Selon le plan de rapprochement des Eglises, contenu dans un document que cite l’Agence oecuménique ENI, l’Eglise orthodoxe russe hors frontière deviendra une partie autonome de l’Eglise orthodoxe russe, qui est dirigée par le patriarche de Moscou et de toute la Russie, Alexis II.

«Les déclarations, décisions officielles et les courriers» exprimant le rejet mutuel depuis les années 20 ne seront plus considérés comme valides une fois que la communion complète sera rétablie.

Les deux Eglises précisent qu’elles vont limiter les contacts avec les Eglises non orthodoxes aux projets de bienfaisance et programmes éducatifs, et ne s’associeront aux cérémonies et discussions que si celles- ci sont conformes à l’enseignement orthodoxe, à la discipline canonique et aux besoins ecclésiastiques. «En particulier, il n’est pas permis aux orthodoxes de participer aux actions liturgiques liées aux soi-disant services religieux oecuméniques ou interconfessionnels», spécifie le document qui ajoute: «Une partie importante du monde protestant dans le cadre de son développement s’est engagée sur la voie du libéralisme humaniste … changeant par caprice les normes de moralité et les enseignements dogmatiques établies par la volonté divine».

Conséquences

Les Eglises orthodoxes, qui réexaminent leurs relations avec «diverses confessions et organisations interconfessionnelles», se sentiront obligées de se retirer de groupes interreligieux si des «orientations négatives» se poursuivent.

Le document fixe d’autres préalables: «Une condition de la participation de l’Eglise orthodoxe aux organisations interconfessionnelles, entre autres le Conseil oecuménique des Eglises (COE), sera l’exclusion du syncrétisme (mélange de doctrines) religieux».

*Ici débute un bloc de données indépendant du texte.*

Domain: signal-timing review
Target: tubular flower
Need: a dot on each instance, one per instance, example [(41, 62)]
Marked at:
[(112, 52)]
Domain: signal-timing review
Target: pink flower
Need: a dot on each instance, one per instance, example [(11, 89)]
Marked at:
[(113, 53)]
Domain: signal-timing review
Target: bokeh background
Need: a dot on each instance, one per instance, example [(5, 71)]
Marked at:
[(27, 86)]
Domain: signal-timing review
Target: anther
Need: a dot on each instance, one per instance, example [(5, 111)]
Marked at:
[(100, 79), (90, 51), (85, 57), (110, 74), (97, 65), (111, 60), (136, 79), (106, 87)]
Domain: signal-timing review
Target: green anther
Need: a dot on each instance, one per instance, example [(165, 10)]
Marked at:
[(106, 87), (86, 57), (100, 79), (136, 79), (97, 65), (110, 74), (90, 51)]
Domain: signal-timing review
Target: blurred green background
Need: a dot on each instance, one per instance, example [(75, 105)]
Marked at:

En juin, pourtant, le patriarche Alexis II avait déclaré au secrétaire général du COE, le pasteur Samuel Kobia, que son Eglise avait apprécié la solidarité démontrée par d’autres chrétiens envers les chrétiens orthodoxes russes sous le régime communiste. Ajoutant que l’unité chrétienne était actuellement freinée par une «interprétation arbitraire des clauses de la loi morale chrétienne» et par «les différences croissantes dans l’enseignement et la pratique de la vie ecclésiale». (apic/eni/pr)

8 juillet 2005 | 00:00
par webmaster@kath.ch
Temps de lecture : env. 2  min.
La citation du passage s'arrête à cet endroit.